Rollup operations do not block import and query operations.
If a DELETE operation has a Key column in a where condition that does not exist in a Rollup, the DELETE is not allowed.
If a Key column does not exist in a Rollup, the DELETE operation cannot delete data from the Rollup, so the data consistency between the Rollup table and the Base table cannot be guaranteed.
Rollup columns are always a subset of the Base table columns. Columns that do not exist in the Base table cannot appear.

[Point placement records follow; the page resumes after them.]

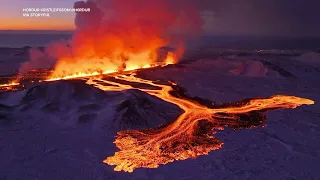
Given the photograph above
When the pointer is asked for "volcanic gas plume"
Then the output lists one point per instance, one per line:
(118, 35)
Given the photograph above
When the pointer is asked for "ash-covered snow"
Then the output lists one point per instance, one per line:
(61, 130)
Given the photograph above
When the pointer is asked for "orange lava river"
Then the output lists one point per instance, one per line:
(190, 135)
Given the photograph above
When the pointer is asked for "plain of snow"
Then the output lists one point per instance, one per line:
(37, 144)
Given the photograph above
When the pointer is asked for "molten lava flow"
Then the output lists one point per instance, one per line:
(9, 84)
(190, 135)
(78, 71)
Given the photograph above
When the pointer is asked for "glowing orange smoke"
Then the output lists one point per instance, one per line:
(190, 135)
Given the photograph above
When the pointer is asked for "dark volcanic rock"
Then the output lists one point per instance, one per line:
(141, 110)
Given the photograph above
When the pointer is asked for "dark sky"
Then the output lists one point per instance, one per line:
(232, 17)
(266, 17)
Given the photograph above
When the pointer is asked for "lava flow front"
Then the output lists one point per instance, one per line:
(190, 135)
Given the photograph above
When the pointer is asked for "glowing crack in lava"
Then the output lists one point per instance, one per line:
(190, 135)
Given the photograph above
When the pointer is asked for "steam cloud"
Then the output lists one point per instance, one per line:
(118, 32)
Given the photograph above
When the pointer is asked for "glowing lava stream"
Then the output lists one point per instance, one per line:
(190, 135)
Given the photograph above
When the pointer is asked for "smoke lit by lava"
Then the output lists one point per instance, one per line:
(119, 36)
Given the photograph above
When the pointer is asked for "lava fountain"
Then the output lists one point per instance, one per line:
(190, 135)
(117, 36)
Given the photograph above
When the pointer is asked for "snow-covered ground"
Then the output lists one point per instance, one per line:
(65, 130)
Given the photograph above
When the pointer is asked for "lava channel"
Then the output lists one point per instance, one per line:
(190, 135)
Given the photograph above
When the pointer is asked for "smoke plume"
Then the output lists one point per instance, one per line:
(119, 34)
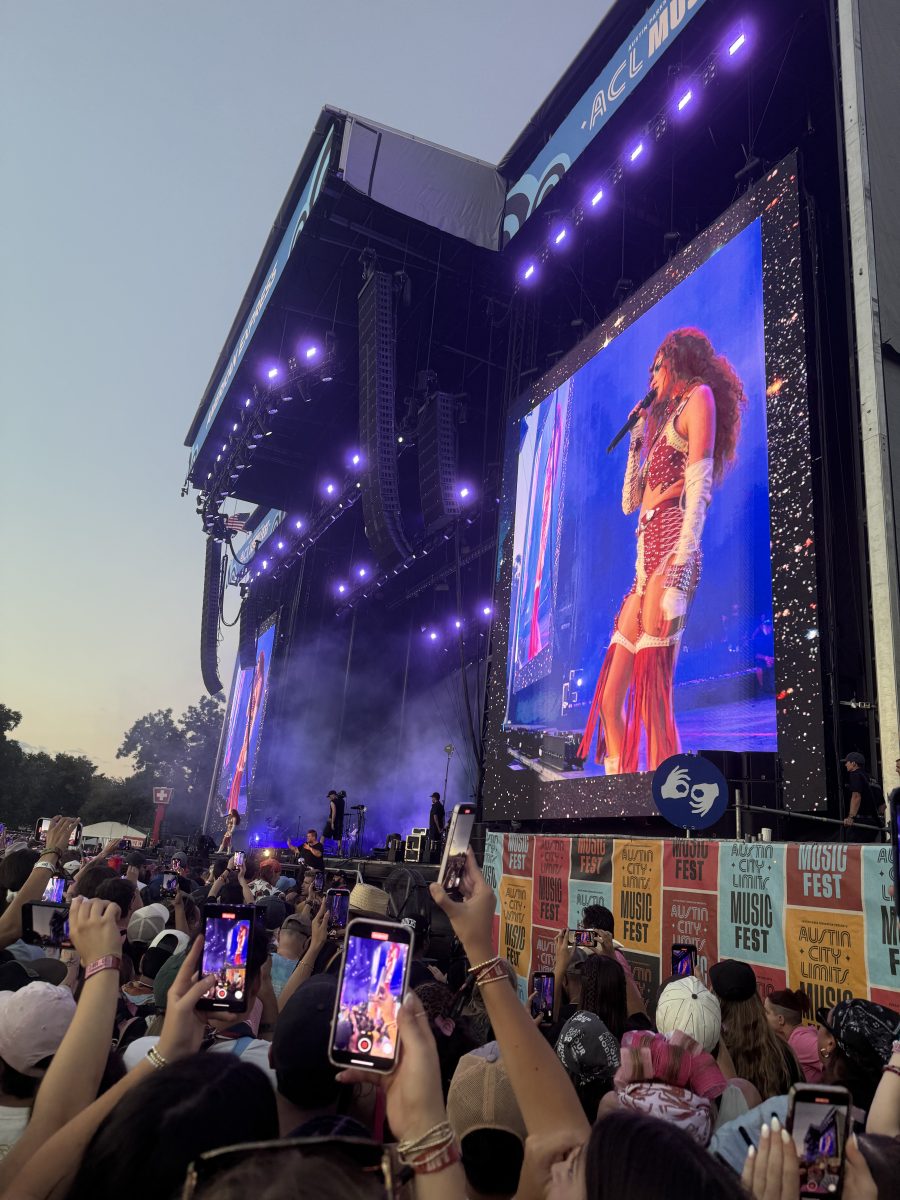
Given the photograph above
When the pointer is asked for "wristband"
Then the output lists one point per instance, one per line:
(156, 1060)
(108, 963)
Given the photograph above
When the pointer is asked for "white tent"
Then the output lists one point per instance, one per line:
(108, 829)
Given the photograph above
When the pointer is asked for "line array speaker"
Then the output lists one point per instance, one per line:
(437, 444)
(377, 420)
(209, 617)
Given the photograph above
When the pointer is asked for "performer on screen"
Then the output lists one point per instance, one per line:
(684, 445)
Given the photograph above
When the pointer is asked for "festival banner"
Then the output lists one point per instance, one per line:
(882, 935)
(515, 942)
(823, 955)
(637, 873)
(551, 881)
(592, 858)
(825, 875)
(751, 903)
(519, 855)
(690, 917)
(690, 863)
(583, 893)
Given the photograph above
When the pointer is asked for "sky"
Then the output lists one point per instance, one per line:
(145, 149)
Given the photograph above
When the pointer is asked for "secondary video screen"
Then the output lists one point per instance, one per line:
(652, 597)
(371, 995)
(225, 954)
(246, 712)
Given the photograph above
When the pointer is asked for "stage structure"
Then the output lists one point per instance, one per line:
(455, 345)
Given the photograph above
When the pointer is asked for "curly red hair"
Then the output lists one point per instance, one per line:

Assume the structure of the Base table is as follows: `(k1 INT, k2 INT, v1 INT REPLACE, v2 INT SUM)` If you need to create a Rollup that contains v1 columns, you must include the k1, k2 columns. Otherwise, the system cannot determine the value of v1 listed in Rollup. Note that all Value columns in the Unique data model table are of the REPLACE aggregation type.
The DUPLICATE KEY in the DUPLICATE data model table is actually sorted. Rollup can specify its own sort order, but the sort order must be a prefix of the Rollup column order. If not specified, the system will check if the Rollup contains all sort columns of the Base table, and if it does not, it will report an error. For example: Base table structure: (k1 INT, k2 INT, k3 INT) DUPLICATE KEY (k1, k2) Rollup can be: (k2 INT, k1 INT) DUPLICATE KEY (k2)
There is theoretically no limit to the number of rollups a table can create, but too many rollups can affect import performance. Because when importing, data will be generated for all rollups at the same time. At the same time, Rollup will take up physical storage space. Usually the number of rollups for a table is less than 10.
Rollup creation speed is currently estimated at about 10MB / s based on the worst efficiency. To be conservative, users can set the timeout for jobs based on this rate.
Table xxx is not stable. ... Rollup can start only when the table data is complete and unbalanced. If some data shard copies of the table are incomplete, or if some copies are undergoing an equalization operation, the submission is rejected. Whether the data shard copy is complete can be checked with the following command: ADMIN SHOW REPLICA STATUS FROM tbl WHERE STATUS! =" OK "; If a result is returned, there is a problem with the copy. These problems are usually fixed automatically by the system. You can also use the following commands to repair this table first: ADMIN REPAIR TABLE tbl1; You can check if there are running balancing tasks with the following command: SHOW PROC" / cluster_balance / pending_tablets "; You can wait for the balancing task to complete, or temporarily disable the balancing operation with the following command:
```ADMIN SET FRONTEND CONFIG ("disable_balance" = "true");```
alter_table_timeout_second: The default timeout for the job is 86400 seconds.alter_tablet_worker_count: Number of threads used to perform historical data conversion on the BE side. The default is 3. If you want to speed up the rollup job, you can increase this parameter appropriately and restart the BE. But too many conversion threads can cause increased IO pressure and affect other operations. This thread is shared with the Schema Change job.